Rangel Investigated On Off-Shore Tax Loophole

Charles Rangel, the chariman of the House Ways and Means Committee, helped  preserve a lucrative off-shore tax loophole for an oil drilling executive. This issue has prompted the House ethics committe to expand the inquiry on the matter.

Rangel is a powerful New York Democrat who insists the charges are false. But is it just coincidence that the businessman linked to the scandal pledged $1 million for a planned Charles B. Rangel Center for Public Service at the City College of New York?

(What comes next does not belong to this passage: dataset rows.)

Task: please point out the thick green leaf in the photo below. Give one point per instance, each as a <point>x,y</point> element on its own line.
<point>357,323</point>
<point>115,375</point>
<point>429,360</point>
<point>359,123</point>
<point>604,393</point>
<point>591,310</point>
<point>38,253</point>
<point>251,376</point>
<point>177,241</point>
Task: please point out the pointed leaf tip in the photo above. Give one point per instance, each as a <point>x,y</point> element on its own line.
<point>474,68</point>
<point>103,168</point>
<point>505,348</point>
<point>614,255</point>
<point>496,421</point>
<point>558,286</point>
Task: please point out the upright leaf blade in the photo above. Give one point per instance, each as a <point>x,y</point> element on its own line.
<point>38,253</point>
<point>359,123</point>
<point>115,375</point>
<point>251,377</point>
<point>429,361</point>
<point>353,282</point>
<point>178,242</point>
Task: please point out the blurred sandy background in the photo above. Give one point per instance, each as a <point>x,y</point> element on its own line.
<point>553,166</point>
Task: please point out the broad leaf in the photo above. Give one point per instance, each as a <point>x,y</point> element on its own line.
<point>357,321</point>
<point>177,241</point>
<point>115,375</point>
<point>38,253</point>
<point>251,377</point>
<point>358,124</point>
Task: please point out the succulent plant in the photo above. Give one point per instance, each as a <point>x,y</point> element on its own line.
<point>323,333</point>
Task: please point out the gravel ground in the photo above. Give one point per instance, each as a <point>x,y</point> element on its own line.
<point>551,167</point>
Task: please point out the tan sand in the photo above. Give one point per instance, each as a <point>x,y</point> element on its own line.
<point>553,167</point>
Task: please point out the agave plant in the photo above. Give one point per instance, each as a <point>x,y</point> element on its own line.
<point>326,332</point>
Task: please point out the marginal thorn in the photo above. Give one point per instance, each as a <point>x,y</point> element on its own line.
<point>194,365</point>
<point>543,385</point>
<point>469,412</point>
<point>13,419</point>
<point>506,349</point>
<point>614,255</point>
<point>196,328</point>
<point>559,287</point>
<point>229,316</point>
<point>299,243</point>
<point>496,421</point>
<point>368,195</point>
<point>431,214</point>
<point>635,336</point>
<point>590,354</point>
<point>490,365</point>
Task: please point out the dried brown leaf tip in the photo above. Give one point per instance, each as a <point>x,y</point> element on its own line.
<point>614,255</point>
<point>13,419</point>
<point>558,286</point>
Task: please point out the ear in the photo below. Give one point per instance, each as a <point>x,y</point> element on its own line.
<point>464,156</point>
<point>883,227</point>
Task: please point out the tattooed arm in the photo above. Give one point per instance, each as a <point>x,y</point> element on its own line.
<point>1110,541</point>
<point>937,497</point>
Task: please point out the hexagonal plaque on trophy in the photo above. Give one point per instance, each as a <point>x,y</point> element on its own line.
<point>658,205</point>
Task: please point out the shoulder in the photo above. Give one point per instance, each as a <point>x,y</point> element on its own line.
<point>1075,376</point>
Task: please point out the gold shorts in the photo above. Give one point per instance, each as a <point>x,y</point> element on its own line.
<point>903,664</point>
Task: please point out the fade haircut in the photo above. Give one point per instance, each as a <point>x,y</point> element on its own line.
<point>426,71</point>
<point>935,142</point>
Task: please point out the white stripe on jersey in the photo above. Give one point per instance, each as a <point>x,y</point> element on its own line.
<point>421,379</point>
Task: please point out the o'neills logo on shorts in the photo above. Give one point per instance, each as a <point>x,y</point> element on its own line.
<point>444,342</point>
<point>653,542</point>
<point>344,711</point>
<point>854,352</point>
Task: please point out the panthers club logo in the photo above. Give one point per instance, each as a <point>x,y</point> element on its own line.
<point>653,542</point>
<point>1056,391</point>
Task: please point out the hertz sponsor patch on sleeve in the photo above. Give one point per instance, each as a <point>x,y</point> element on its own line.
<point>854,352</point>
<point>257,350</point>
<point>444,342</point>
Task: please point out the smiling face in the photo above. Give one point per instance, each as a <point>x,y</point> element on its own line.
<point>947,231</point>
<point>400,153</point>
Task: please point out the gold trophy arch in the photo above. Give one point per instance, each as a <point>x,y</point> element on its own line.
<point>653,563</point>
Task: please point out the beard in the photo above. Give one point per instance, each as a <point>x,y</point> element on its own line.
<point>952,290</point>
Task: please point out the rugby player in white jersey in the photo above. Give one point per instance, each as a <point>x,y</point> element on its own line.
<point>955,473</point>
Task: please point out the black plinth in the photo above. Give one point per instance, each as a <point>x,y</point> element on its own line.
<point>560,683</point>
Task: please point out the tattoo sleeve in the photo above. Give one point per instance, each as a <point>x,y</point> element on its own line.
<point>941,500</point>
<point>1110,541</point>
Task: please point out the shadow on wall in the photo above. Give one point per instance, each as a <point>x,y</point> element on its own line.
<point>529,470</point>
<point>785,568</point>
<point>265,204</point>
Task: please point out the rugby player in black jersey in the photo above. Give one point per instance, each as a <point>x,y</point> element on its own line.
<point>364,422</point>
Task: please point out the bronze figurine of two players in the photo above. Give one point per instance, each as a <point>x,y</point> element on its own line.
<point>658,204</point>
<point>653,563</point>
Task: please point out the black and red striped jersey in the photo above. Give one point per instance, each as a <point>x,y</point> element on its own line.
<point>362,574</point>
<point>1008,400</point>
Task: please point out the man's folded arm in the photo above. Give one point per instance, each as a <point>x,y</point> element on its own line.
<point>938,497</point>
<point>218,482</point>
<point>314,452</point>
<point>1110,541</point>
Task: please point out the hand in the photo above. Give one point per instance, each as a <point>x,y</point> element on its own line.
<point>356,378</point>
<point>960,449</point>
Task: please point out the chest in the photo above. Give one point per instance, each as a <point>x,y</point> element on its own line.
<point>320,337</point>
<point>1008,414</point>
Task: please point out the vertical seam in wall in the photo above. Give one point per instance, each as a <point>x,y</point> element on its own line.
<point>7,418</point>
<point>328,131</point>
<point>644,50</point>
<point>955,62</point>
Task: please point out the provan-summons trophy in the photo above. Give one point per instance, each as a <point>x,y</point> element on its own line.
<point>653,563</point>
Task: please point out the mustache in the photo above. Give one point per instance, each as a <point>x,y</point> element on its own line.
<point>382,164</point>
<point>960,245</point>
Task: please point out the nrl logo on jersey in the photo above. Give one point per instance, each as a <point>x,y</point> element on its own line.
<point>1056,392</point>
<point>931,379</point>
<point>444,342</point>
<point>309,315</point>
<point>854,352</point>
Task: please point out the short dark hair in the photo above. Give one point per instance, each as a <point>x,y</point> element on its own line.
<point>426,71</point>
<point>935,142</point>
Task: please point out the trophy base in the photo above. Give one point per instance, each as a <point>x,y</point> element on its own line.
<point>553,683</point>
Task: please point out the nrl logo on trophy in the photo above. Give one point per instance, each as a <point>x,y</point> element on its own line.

Beyond suspicions about the offshore tax loophole worth tens of millions, the panel must look into Mr. Rangel’s use of congressional letterhead to solicit support for his eponymous center. Then there’s his use of rent-stabilized apartments in Harlem at cut rates and his failure to pay taxes and disclose $75,000 in income from a Dominican villa on which he enjoyed an interest-free mortgage.

The ramifications are great. It could lead to Rangel giving up his chairmanship while the investigation proceeds.  House speaker Nancy Pelosi is in a tough position – she needs to act on the matter on this Democratic party member.  She needs to urge Rangel to step down.  If he doesn’t, she needs to remove him.

Ethics violations by a public servant in such a high position cannot be tolerated.  His power in making decisions regarding huge fiscal and tax issues means there can be no doubts about the leadership’s priorities.